Good afternoon from the floor of the CME in Chicago. As the world focuses on the boy fool in South Korea, I have my work cut out for me trying to digest all the news coming out of the Bank of Japan. Today is the day. The Bank of Japan is in session, and the yen trading world wants to know: WHAT WILL BANK OF JAPAN GOVERNOR KURODA DO?
I guess the real question is not what he will do, but HOW MUCH bond buying will he do? Don’t forget something here, the BOJ is buying bonds because they HAVE to. In my opinion, the coming round of inflation is (apart from foolish) the natural result of the bond buying the BOJ is doing out of necessity. Inflation is typically the negative consequence of central bank activities and not the stated policy goal. I think this whole bond buying charade is the Japanese policy makers giving in to the idea that their backs are against the wall.
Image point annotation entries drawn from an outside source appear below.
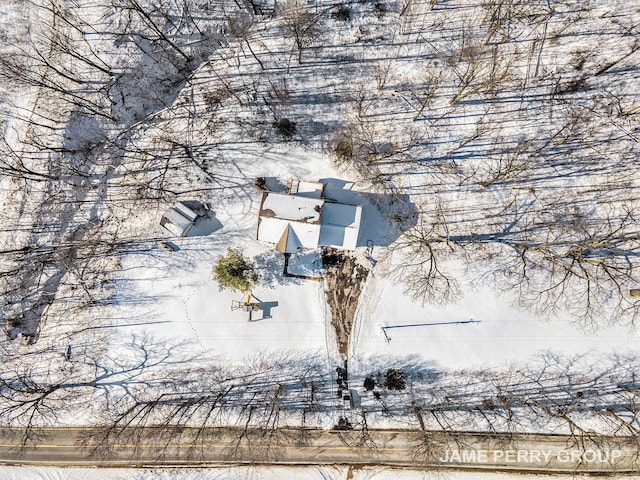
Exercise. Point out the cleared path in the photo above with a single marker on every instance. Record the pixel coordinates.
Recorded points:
(140, 447)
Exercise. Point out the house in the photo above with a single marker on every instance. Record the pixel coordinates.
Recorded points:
(304, 219)
(179, 219)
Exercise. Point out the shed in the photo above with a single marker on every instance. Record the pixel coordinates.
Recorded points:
(179, 219)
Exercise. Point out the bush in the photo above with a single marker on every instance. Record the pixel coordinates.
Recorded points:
(395, 379)
(235, 272)
(286, 128)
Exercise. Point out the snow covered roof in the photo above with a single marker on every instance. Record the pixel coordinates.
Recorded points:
(179, 219)
(295, 222)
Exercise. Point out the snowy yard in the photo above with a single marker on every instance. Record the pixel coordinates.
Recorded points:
(492, 147)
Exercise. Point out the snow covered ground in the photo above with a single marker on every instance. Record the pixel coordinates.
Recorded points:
(482, 330)
(507, 139)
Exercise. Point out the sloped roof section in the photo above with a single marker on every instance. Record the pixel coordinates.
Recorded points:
(294, 222)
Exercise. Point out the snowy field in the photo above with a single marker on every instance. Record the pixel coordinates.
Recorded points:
(482, 330)
(265, 473)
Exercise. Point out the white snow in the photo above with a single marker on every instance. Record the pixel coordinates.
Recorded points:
(440, 336)
(267, 473)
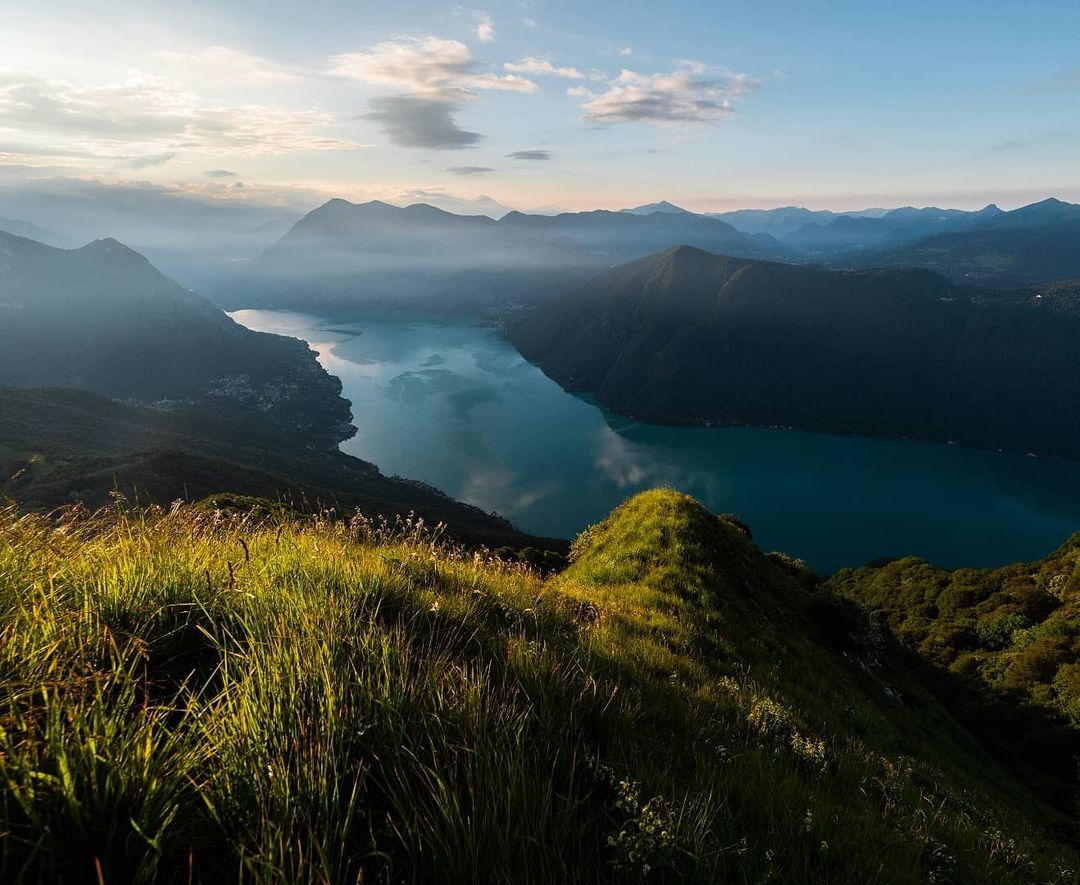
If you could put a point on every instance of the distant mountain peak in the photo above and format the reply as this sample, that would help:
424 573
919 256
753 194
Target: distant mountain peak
113 249
649 209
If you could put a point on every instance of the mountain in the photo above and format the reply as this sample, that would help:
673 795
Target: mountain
690 337
31 231
103 319
663 205
783 220
1030 245
186 697
346 255
1003 642
846 233
173 400
778 222
61 446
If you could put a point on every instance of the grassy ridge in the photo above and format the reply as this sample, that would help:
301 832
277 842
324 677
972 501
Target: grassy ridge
192 696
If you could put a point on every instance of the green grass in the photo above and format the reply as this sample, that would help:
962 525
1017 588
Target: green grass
189 696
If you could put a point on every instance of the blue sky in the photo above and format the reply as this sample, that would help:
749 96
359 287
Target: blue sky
713 105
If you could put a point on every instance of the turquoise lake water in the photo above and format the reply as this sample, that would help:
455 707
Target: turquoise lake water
450 402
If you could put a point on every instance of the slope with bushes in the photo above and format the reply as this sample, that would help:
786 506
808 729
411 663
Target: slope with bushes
188 696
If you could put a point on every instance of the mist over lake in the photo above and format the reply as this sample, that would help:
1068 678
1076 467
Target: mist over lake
450 402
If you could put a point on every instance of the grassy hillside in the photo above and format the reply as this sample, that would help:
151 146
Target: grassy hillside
103 319
192 697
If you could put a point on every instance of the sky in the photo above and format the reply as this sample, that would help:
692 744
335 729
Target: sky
545 106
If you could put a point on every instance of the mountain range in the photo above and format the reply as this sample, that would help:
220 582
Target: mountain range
351 255
689 337
115 378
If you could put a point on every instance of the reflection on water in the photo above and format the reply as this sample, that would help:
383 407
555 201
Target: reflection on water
451 403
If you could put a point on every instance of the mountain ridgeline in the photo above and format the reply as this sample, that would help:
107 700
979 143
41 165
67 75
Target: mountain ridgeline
103 319
188 697
116 379
690 337
347 255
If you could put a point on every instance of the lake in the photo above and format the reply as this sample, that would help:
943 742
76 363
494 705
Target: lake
450 402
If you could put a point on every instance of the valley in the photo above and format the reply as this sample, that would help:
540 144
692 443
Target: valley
450 402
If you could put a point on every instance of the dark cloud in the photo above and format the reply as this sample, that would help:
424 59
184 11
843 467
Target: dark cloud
467 172
421 122
529 155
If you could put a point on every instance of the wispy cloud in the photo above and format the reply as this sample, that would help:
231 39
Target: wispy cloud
149 160
224 62
436 77
529 155
143 119
1041 139
693 93
485 27
423 65
541 67
468 172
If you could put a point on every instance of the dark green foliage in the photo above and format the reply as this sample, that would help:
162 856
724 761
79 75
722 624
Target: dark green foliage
689 337
103 319
1006 644
201 696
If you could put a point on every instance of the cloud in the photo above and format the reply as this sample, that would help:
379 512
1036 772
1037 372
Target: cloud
238 66
420 122
692 93
423 65
435 78
542 67
468 172
529 155
485 27
151 160
142 119
450 202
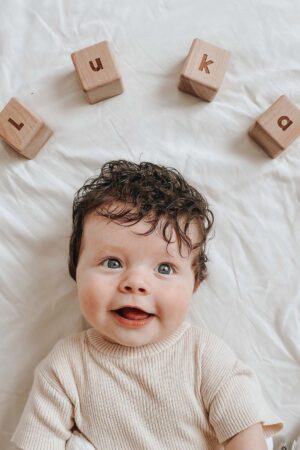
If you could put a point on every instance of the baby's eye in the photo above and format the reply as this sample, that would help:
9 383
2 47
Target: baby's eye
111 263
165 269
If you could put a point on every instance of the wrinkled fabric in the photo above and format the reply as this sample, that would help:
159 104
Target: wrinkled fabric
251 297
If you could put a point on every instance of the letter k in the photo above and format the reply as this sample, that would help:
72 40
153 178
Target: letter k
205 63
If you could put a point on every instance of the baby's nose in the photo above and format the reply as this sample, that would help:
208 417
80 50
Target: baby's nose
134 285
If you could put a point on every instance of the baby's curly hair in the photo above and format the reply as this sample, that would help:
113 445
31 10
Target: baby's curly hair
146 191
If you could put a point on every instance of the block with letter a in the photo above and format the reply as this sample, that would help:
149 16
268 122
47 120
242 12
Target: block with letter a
97 72
22 130
203 70
277 127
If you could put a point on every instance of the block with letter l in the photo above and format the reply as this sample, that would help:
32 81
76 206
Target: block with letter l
204 69
97 72
25 132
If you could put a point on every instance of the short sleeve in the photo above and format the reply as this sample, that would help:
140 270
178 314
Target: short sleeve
47 419
232 393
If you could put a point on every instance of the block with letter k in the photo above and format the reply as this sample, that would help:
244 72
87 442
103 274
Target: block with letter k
203 70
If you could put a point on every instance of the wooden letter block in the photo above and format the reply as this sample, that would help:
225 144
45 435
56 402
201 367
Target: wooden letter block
97 72
277 127
22 130
203 70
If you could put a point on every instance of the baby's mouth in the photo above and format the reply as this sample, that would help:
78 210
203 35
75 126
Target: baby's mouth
132 313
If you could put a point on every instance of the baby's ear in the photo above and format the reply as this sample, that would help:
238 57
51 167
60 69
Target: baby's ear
197 284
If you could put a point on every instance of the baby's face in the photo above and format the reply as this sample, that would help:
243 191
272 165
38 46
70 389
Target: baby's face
119 268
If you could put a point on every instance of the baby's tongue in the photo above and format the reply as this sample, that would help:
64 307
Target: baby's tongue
134 313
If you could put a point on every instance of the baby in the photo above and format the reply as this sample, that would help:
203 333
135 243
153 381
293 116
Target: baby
142 377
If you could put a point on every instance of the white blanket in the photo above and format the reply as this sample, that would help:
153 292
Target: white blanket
251 298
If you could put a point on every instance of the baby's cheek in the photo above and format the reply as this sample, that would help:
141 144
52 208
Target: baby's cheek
89 297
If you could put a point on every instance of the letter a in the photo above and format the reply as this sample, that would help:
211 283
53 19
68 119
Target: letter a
98 67
18 126
205 63
288 123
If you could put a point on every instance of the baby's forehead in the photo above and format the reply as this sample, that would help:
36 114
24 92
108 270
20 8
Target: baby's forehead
162 231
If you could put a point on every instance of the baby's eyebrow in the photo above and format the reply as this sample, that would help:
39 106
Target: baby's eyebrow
117 249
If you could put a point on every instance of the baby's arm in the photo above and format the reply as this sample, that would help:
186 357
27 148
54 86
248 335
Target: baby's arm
252 437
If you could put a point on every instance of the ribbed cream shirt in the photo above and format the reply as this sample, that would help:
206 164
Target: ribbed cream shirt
188 391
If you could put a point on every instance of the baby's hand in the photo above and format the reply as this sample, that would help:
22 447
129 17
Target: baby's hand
78 442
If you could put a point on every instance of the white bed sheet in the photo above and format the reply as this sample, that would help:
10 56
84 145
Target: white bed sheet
252 296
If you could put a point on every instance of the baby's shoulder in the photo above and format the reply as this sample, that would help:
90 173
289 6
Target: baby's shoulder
66 356
209 343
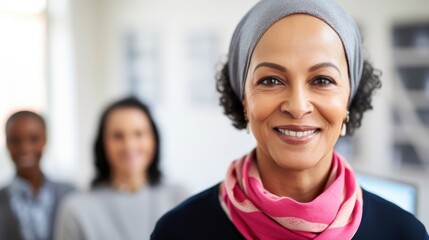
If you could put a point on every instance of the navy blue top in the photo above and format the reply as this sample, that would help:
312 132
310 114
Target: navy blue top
202 217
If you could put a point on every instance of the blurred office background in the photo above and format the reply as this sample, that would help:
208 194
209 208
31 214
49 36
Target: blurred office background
67 59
I want to address a question I get regularly regarding what will happen as pressure mounts on the Japanese Government Bond market:
“If the Japanese can print their own currency and buy its own bonds, then why can’t bonds stay at lofty levels forever?”
There is one theory that suggests that as long a the Japanese can print its own currency, then a break in the bond market CANNOT happen. This idea is commonly known as Modern Monetary Theory, and most things I have read on the subject seems to fly directly into the face of the entire thesis outlined in “This Time is Different”, by Reinhart and Rogoff. The MMT idea suggests that a sovereign nation can come to a fork in the road and choose a bond crisis or a currency crisis. I disagree.
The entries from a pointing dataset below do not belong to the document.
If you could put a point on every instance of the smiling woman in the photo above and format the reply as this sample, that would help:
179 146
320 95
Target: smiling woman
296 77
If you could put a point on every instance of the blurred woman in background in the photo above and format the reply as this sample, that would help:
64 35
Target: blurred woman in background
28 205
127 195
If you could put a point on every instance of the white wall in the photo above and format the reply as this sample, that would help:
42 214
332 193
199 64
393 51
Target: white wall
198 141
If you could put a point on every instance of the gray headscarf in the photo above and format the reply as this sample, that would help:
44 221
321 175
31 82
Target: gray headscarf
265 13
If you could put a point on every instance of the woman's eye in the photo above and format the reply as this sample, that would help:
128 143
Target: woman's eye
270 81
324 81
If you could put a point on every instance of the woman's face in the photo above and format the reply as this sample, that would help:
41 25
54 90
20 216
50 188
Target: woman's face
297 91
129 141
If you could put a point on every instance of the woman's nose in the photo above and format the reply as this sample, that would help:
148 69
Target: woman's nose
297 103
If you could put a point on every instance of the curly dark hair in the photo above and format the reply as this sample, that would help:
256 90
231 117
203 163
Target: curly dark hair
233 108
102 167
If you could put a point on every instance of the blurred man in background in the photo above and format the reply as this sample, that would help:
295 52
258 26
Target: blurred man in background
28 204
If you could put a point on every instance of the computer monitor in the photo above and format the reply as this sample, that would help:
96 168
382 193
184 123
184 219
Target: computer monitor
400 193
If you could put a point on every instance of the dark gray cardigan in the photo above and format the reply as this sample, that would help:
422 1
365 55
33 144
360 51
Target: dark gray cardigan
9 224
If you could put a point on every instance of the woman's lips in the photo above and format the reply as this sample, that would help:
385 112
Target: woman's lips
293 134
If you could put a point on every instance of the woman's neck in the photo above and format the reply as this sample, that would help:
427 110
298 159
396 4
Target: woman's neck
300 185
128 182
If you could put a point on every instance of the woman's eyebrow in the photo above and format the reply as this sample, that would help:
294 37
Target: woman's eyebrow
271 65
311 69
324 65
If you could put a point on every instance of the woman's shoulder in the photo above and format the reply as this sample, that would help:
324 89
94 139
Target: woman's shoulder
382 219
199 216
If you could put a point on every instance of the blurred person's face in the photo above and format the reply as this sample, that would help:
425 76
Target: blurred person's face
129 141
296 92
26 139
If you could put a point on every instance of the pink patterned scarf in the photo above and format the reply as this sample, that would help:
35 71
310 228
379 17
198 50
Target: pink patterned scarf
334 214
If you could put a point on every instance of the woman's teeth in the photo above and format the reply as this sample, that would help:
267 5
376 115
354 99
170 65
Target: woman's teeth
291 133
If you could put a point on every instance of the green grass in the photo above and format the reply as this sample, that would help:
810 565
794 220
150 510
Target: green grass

I wrote an article I posted on Seeking Alpha outlining my “two-tiered theory” of bond pricing. What is a bond? A bond is an IOU. Bond buyers lend money to the government and they get a security and a promise of repayment at a later date. If bond prices eventually come under pressure, the MMT crowd says the BOJ will just buy them and support the market forever.
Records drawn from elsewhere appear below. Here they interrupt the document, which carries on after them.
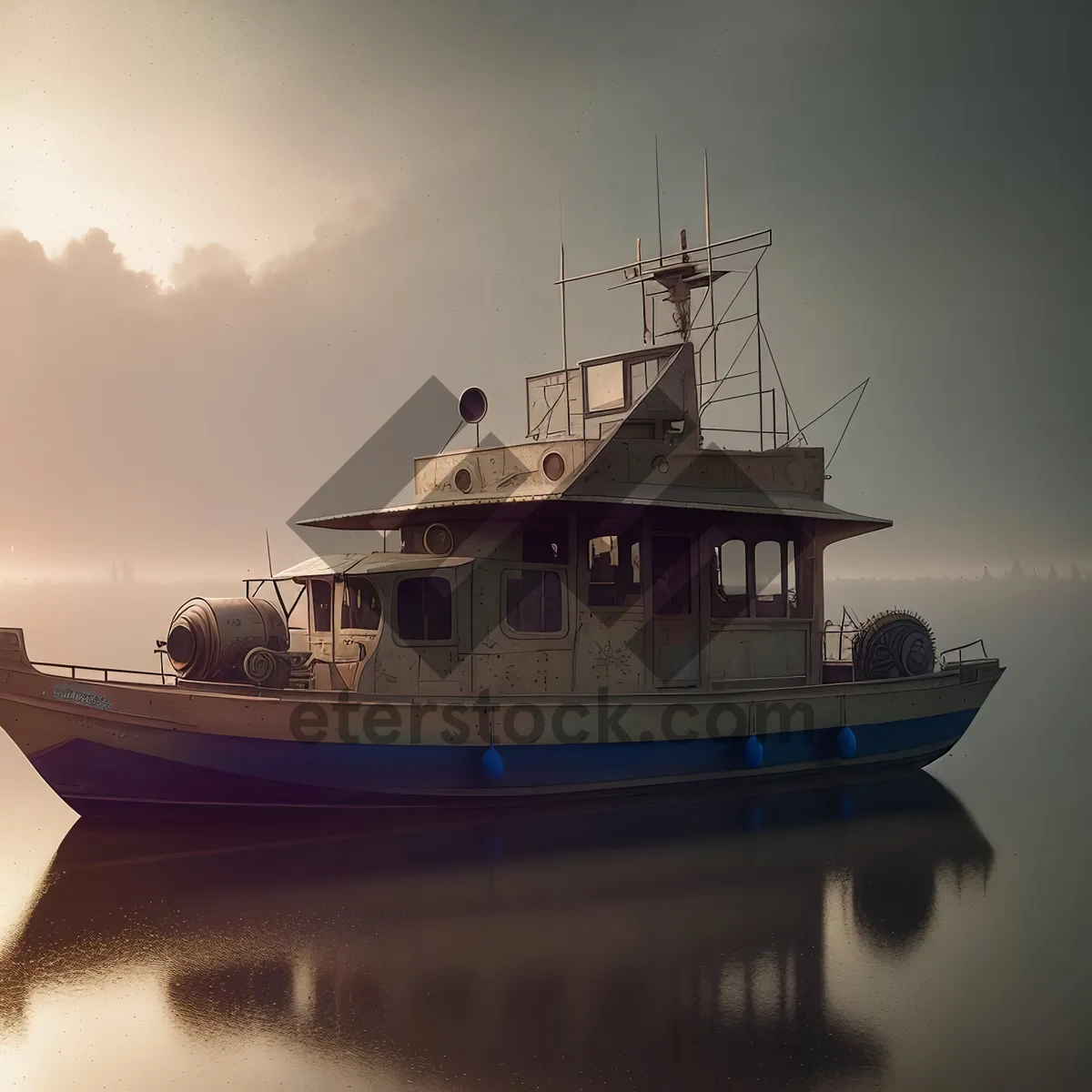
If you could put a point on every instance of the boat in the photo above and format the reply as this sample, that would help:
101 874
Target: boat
594 945
617 604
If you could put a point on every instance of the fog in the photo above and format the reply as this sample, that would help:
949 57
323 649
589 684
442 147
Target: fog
336 203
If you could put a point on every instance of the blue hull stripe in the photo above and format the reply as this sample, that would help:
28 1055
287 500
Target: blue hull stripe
194 765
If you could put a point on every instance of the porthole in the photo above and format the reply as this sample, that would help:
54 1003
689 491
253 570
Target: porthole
438 541
552 465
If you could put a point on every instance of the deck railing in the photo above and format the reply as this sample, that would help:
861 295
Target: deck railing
959 650
162 676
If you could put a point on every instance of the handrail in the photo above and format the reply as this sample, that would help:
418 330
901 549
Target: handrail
72 669
959 648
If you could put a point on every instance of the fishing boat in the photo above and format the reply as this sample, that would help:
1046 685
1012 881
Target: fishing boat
616 604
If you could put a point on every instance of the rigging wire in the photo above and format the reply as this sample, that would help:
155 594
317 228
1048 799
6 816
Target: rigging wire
844 430
860 387
784 392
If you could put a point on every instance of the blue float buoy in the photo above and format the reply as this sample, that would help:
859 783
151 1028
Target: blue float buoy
846 743
753 752
492 764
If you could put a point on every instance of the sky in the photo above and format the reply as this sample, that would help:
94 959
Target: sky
236 238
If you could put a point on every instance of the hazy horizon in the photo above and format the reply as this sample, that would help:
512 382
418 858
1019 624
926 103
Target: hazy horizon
235 238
Ask yourself this question: If the government already has the money, then why would it buy back the IOU? This makes no sense. What bonds will the BOJ buy? New issuance. This is where the fun starts. It is my opinion that you could see two completely different rates on bonds when the break happens. New issuance will carry a rate of near zero and go right onto the balance sheet of the BOJ. The secondary market will trade based on what the institutional bond buyers in Japan can get for the inventory. The institutions are all long as as much as they can handle. The Current Account balance suggests things are bad and getting worse. Who is left to buy? I do not think this ends well at all.